PRG Redefined - Post/Validate/Redirect/Get
Redefining the PRG Pattern with Server-side Validation Included

Published on by nick

Tags: form, post, redirect, get

I have been reading up on PRG lately. The Post/Redirect/Get pattern is ubiquitous in most modern day web sites that use the POST method to transfer data from web forms to servers. Logging in, inserting into databases, or whatever, etc. And, as a general rule, you should only validate with JavaScript as a secondary layer, because if the user turns JS off, then no validation will occur. Thus, you should always have a server-side validation routine running... always, always, always.

Now, when I develop with Django, there are many easy and secure ways to do this that come bundled right along with the framework. However, when developing other MVC sites, like with PHP and MySQL, for example, often you will have to write the forms, views and validation from scratch. Sure, you can also use PHP frameworks, but often they are bloated and not necessary.

It just so happens that I maintain a web site for a software company that is written in PHP, and was built from scratch with no framework. I had to add some new forms recently, and so I decided to review my validation and make sure it was working as expected. I found some issues with the code, so I set off to redesign and rebuild much of the form code to adhere to up-to-date PRG standards.

The first thing I noticed is that much of the posting on Stack Overflow, for example, doesn't really discuss much about validation.
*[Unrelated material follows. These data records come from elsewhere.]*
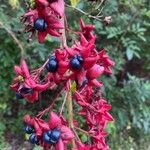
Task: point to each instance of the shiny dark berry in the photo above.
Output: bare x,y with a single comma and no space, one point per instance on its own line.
33,139
46,138
52,65
84,83
19,96
79,57
40,24
29,129
49,133
26,90
55,135
75,63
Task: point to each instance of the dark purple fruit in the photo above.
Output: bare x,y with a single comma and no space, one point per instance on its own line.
52,65
26,90
29,129
75,63
19,96
33,139
40,24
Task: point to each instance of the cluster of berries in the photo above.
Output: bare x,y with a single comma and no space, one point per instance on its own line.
81,63
55,133
44,19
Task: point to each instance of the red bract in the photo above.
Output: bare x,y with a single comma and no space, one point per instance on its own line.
105,61
56,5
87,51
55,122
95,110
63,65
50,23
86,30
25,84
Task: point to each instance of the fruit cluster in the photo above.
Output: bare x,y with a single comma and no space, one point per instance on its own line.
55,133
81,64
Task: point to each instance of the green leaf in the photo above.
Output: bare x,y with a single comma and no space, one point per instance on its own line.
74,2
129,54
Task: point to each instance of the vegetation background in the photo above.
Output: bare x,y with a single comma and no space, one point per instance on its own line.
127,40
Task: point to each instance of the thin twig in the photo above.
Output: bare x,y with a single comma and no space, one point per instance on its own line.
65,98
50,107
10,32
85,13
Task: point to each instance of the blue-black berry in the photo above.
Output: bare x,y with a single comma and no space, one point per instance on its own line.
46,138
33,139
55,135
40,24
26,90
29,129
52,136
19,96
75,63
52,65
79,57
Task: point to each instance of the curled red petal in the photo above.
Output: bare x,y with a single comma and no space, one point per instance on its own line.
43,2
17,70
96,83
54,120
43,125
25,69
71,51
66,133
83,40
32,97
42,36
41,87
60,145
89,62
58,7
37,127
95,72
27,119
63,67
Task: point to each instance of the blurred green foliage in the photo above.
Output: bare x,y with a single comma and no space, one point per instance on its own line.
127,40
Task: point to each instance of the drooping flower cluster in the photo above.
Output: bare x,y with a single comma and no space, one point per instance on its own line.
25,85
95,110
44,19
54,133
81,64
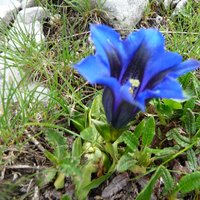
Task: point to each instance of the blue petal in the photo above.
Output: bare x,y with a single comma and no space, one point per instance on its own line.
158,66
109,46
92,69
185,67
141,47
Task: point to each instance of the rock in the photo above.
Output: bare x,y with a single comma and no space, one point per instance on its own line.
30,15
180,5
124,13
8,8
25,34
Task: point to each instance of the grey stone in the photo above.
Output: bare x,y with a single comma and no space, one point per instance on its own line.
124,13
29,15
180,5
8,8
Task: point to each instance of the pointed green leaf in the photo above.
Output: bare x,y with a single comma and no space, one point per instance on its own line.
194,182
145,194
89,134
130,140
60,181
168,180
180,139
190,122
96,108
125,162
172,104
149,131
139,129
77,148
192,159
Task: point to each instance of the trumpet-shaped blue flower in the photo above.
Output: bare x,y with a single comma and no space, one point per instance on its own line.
133,71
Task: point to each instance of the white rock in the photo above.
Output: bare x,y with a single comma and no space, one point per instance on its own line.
25,34
8,8
179,6
124,13
29,15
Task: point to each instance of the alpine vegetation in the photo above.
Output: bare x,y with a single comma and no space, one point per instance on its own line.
133,71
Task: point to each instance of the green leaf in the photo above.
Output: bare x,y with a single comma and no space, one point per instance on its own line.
139,129
192,159
180,139
145,194
163,153
51,157
77,148
149,131
189,104
168,180
47,176
60,181
172,104
197,123
130,140
125,162
96,108
190,122
89,134
65,197
194,182
96,182
58,143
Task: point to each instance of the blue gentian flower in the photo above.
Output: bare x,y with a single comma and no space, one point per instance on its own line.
133,71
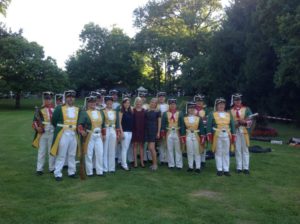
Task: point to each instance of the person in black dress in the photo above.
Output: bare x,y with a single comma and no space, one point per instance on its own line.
126,126
152,130
138,130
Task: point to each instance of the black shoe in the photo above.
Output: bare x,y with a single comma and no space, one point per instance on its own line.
198,171
189,170
58,178
73,176
126,169
238,171
39,173
246,172
227,174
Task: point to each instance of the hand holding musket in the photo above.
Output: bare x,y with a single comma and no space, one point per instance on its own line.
82,132
38,124
249,120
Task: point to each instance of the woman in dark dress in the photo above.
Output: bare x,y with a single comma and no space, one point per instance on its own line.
138,130
152,130
126,127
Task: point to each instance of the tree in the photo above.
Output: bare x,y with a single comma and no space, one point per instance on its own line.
181,28
23,67
105,59
3,6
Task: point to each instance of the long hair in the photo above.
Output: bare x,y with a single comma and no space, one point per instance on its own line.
137,99
123,109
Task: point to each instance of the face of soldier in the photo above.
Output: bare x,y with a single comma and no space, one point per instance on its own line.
143,99
92,105
191,111
161,99
173,106
237,102
221,107
47,102
109,104
98,101
70,100
126,104
115,97
200,103
58,102
153,104
139,103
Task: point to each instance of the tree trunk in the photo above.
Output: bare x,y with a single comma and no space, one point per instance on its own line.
18,99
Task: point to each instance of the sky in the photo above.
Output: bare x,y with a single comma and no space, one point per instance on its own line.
56,24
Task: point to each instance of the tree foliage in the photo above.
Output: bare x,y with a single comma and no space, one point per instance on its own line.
105,59
24,68
3,6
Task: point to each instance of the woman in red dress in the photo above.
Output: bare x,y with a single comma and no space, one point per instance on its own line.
138,130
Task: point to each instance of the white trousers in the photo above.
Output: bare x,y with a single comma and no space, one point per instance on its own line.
174,145
119,152
241,152
45,147
163,151
109,152
94,153
130,153
125,147
67,146
222,153
147,153
193,154
203,156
They basically reiterate that PRG is posting data, doing some database stuff, and then redirecting on success. This is fine, but in my opinion, where to put the validation code and how to do this is very important.

What I want to do, therefore, is define my own, new pattern to reinforce the importance of the validation and database steps: PVIRG... Post, Validate, Insert, Redirect, Get.

Now let's pause here and let me clarify something. I fully understand that several posts do mention validation, and I'm not saying that developers who use PRG are forgetting the validation step; rather, the acronym PRG for the beginner is somewhat misleading. If the validation step, for instance, is discussed more when describing the basic principle, I think fewer developers, especially beginners, would get this very important pattern confused.

I don't want to go into a bunch of code here, because that is outside th scope of this article. What I do want to do is highlight how this might look in pseudocode:

  • User visits web form
  • Enters data into form
  • Clicks submit
  • POST data submits to page with validation code
  • Validation code validates
    • returns errors, if any
  • If successful
    • insert/update data in database
    • redirect to next page
  • If not successful
    • redisplay orginal form with data prefilled
  • Continue the loop until finished

Many posts also talk about where to put this code. This is a valid question, and if you are using some kind of MVC framework, there are probably standards to follow. In the case I'm describing, I used a simple two file configuration. The page with the form and the page for redirection (the form submits POST data to itself where the validation code lives). This may not be the best way to go, and I can imagine using a more modular approach, but for my purposes, it was great. Then, in this validation code, I tested for errors and if found, made them available to the page for redisplay. If there were no errors, the page would validate in success and an action would be carried out. In my case, a simple contact page, it sent email and redirected to a success page. If database operations were required, you could easily carry these out after validation. In general, the process I have described is not much different, if at all, than the standard process that thousands of developers all over the globe use every day. What's new, however, is that I focus on the PRG pattern in a new light, by refering to it as PVIRG, wherein the server-side validation is emphasized.

Let me know what you think. Hopefully some searches will end up here and allow some newbies to get some hints when writing their own applications.